Was ändert sich inhaltlich?

Von Richard Mergner, Landesvorsitzender des Bund Naturschutzes in Bayern, hätte man sich fast mehr Alarmismus erwartet. Doch Mergner klingt ganz entspannt. Im Koalitionsvertrag sei nirgends festgehalten, dass das Bayerische Waldgesetz geändert werden solle. Es enthalte, so Mergner, den Grundsatz „Wald vor Wild“ und „genügend Sicherungen“ für eine naturnahe Waldbewirtschaftung. Etwas besorgter klingt Hans Ludwig Körner: „Ein wesentlicher Bestandteil der Waldbewirtschaftung ist die Jagd“, sagt der Geschäftsführer des Bayerischen Waldbesitzerverbands. Unter einem Jagdminister Aiwanger, der selbst Vorsitzender der Kreisgruppe Rottenburg im Bayerischen Jagdverband ist, werde „das Ringen um den naturnahen Waldumbau gewiss nicht einfacher“.

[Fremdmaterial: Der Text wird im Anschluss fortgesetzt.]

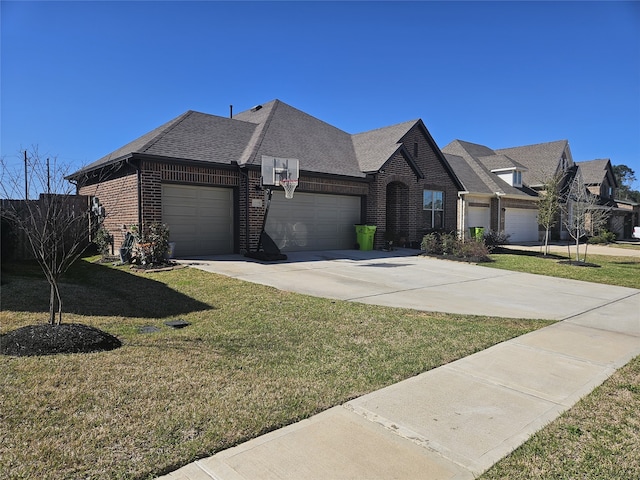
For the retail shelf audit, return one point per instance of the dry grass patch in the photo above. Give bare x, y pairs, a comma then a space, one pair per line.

Ähnlich sieht es der frühere Forstbeamte Hans Kornprobst aus dem Landkreis Miesbach. Er erinnert daran, dass schon beim Erlass des Bayerischen Waldgesetzes 1974 die Philosophie eines naturnahen Waldumbaus verankert wurde. Der damalige Minister Hans Eisenmann (CSU) ist eine Legende. Mit Blick auf heute warnt Kornprobst aber: „Ein Waldgesetz ist nur so gut, wie es vollzogen wird.“

Konkrete Sorge ist, dass Aiwanger in den oftmals schwelenden Streit um die Bedeutung der forstlichen Gutachten eingreift. „Wir prüfen gemeinsam mit allen betroffenen Verbänden, das forstliche Gutachten einvernehmlich weiterzuentwickeln und fachlich zu stärken“, heißt es dazu etwas schwammig im neuen Koalitionsvertrag – ähnlich stand es schon im alten Vertrag von 2018. Die Gutachten stellen alle drei Jahre für die 750 Hegegemeinschaften in Bayern fest, wie hoch der Verbiss ist und geben Empfehlungen zum Abschuss von Rehwild – was in vielen Revieren immer wieder Streit zwischen Förstern und Jägern verursacht.

Ob sich das jetzt ändert? Die Förster sind den Ämtern für Ernährung, Landwirtschaft und Forsten unterstellt, die Jäger haben jetzt Aiwanger als Schutzpatron. „Das könnte schon sein, dass da der Druck von außen steigt“, sagt ein Fachmann.